2015 starts now: Tories get tough on scroungers and immigrants
Theresa May has infuriated the judges – but it's music to the ears of Tory election guru Lynton Crosby
THERESA MAY'S latest attack on judges – for making Britain's streets more dangerous by allowing foreign criminals to dodge deportation because they have the right to a family life - has produced the expected howls of indignation from the judiciary who accuse her of undermining the rule of law. But the headlines will have delighted David Cameron's election team.
On Thursday, Cameron is to hold a secret election planning summit at Chequers with Chancellor George Osborne, chief of staff Ed Llewellyn and his newly appointed Australian election guru Lynton Crosby, who has wants a crackdown on welfare scroungers and immigration to be at the heart of the Tory offer to voters in 2015.
Judging by May's intervention, Crosby is well on track with his strategy. May used an article in the Mail on Sunday to denounce judges for sticking religiously to Article 8 of the European Convention on Human Rights.
May says the judges are ignoring new guidelines issued last July which made it clear that the right to a family life was only qualified. In a nutshell, she is complaining that some judges have "got it into their heads that Article 8 … is an absolute, unqualified right".
She accused them of subverting British democracy and vowed to bring in a new law to override the ECHR and make it clear that deportation should be the norm in all but the most "extraordinary circumstances".
The Home Secretary may have upset the judges, but she knows she has put her finger right on the G-spot for many Middle England voters who are sick of Daily Mail headlines saying foreign criminals cannot be deported.
May's attack brought an instant reaction from Baroness Helena Kennedy, the Labour-supporting lawyer and human rights campaigner, on the Marr Show yesterday.
Lord Woolf, the former Lord Chief Justice, also weighed in against May, saying in The Times today that here remarks were damaging and "undermined the rule of law".
These howls of indignation will be music to Lynton Crosby's ears.
Only last week, David Cameron announced at Prime Minister's Questions that the government will look at "every single one of our systems" to ensure that people he called "benefits tourists" are not taking advantage.
Yesterday, Work and Pensions Secretary Iain Duncan Smith promised to "shut the door" to migrants wanting to come to Britain to live on benefits – even those from other EU countries, such as Romania.
IDS's proposed measures might include requiring people to show they have put down roots here before claiming state help. Under the "habitual resident test", migrants could be required to show they had leased a home in this country for a year before being entitled to benefits.
Duncan Smith also revealed that Britain is doing battle with Brussels over the "completely crackers" rules that see £1 million a week in welfare payments sent to children who live abroad while their migrant parents work in this country.

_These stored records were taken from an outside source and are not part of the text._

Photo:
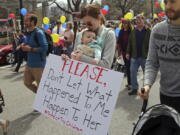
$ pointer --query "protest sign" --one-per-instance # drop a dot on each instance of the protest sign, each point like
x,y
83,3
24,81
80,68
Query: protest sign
x,y
79,95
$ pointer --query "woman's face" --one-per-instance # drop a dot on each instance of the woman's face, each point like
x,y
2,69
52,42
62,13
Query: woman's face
x,y
125,25
91,23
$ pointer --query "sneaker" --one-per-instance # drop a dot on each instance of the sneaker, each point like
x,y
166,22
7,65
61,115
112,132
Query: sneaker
x,y
132,92
35,112
5,126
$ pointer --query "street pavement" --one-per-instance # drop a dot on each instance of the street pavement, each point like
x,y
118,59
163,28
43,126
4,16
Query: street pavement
x,y
19,100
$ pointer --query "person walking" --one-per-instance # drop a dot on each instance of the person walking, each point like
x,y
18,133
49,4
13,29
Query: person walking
x,y
122,44
92,17
36,51
69,38
21,55
137,49
164,56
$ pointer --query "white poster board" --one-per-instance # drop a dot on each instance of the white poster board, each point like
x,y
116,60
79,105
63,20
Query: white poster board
x,y
79,95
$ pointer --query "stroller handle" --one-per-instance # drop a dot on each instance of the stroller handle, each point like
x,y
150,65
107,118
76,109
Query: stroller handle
x,y
145,102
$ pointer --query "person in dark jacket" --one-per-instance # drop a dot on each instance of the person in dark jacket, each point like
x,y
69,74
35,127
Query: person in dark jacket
x,y
138,48
122,43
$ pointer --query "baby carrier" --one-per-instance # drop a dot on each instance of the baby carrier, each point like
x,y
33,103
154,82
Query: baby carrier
x,y
157,120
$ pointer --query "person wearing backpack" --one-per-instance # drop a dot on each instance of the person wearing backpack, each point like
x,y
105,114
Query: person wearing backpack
x,y
36,51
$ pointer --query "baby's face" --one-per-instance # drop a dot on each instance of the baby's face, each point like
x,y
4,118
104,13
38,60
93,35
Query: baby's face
x,y
88,37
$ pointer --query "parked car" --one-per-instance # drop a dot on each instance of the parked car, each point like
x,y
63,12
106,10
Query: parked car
x,y
6,52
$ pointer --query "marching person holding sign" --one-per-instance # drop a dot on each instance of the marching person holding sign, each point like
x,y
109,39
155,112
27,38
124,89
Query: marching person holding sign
x,y
92,17
164,55
36,58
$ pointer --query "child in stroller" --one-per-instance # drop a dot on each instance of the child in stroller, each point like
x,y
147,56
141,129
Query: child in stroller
x,y
157,120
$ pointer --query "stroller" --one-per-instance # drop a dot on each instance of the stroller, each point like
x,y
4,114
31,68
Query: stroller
x,y
157,120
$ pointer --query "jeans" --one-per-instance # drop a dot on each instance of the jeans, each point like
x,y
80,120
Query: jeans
x,y
135,63
32,77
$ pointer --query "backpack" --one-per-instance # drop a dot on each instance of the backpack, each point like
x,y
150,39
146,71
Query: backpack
x,y
49,41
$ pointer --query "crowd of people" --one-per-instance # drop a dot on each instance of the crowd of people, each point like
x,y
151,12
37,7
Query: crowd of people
x,y
138,44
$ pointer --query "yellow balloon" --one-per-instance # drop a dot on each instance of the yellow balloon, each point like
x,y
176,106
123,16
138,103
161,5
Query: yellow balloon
x,y
63,19
55,38
162,5
129,15
46,20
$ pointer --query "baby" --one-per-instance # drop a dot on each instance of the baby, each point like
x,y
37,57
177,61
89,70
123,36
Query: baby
x,y
91,46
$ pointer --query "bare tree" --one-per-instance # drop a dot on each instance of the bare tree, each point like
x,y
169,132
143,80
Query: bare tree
x,y
119,8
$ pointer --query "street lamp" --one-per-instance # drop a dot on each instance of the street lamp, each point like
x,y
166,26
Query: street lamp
x,y
21,16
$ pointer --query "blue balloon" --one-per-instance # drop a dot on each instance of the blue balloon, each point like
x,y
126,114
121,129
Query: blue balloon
x,y
106,7
117,30
46,26
64,25
23,11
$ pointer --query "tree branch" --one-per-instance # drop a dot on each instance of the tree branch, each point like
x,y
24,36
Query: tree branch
x,y
69,5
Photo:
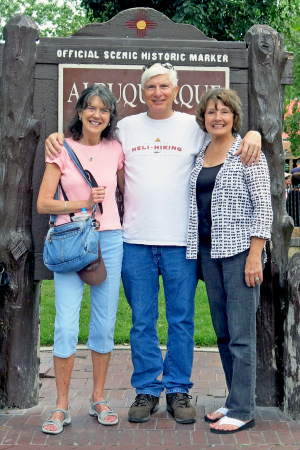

Speaking on the Marr Show, Duncan Smith said: "My view of life is simple – we make sure our door is shut to those who want to come and claim benefits and is open to those who want to come and contribute and work and make this economy good and strong."
Meanwhile David Cameron is travelling to India where he will make it clear that there is no bar to Indian students wanting to study in Britain and that visas will be given freely to Indian investors wanting to invest in UK businesses. In short, you are welcome to come to Britain if you have the money.
All of which has rung alarm bells with some Tory supporters who don't want the Conservatives to fight the next election as the Nasty Party.
Peter Hoskin, associate editor of the Tory grassroots website ConservativeHome, yesterday warned the party to "resist falling back on lazy and pernicious rhetoric about 'shirkers' and 'scroungers'. Not only does this overlook the broader truth of the situation… it also denies the moral impetus behind Iain Duncan Smith's welfare reforms, which is to help the workless back into the labour market."
Hoskin concluded: "There is a more general concern, too. Mr Cameron recently told his MPs that the Tories' focus at the next election will be on aspiration and on 'raising the nation up'. This can certainly overlap with a tough line on welfare dependency; less obviously so with immigration. There's a risk that an essentially positive message will be muddied, perhaps even overwhelmed, by something more negative."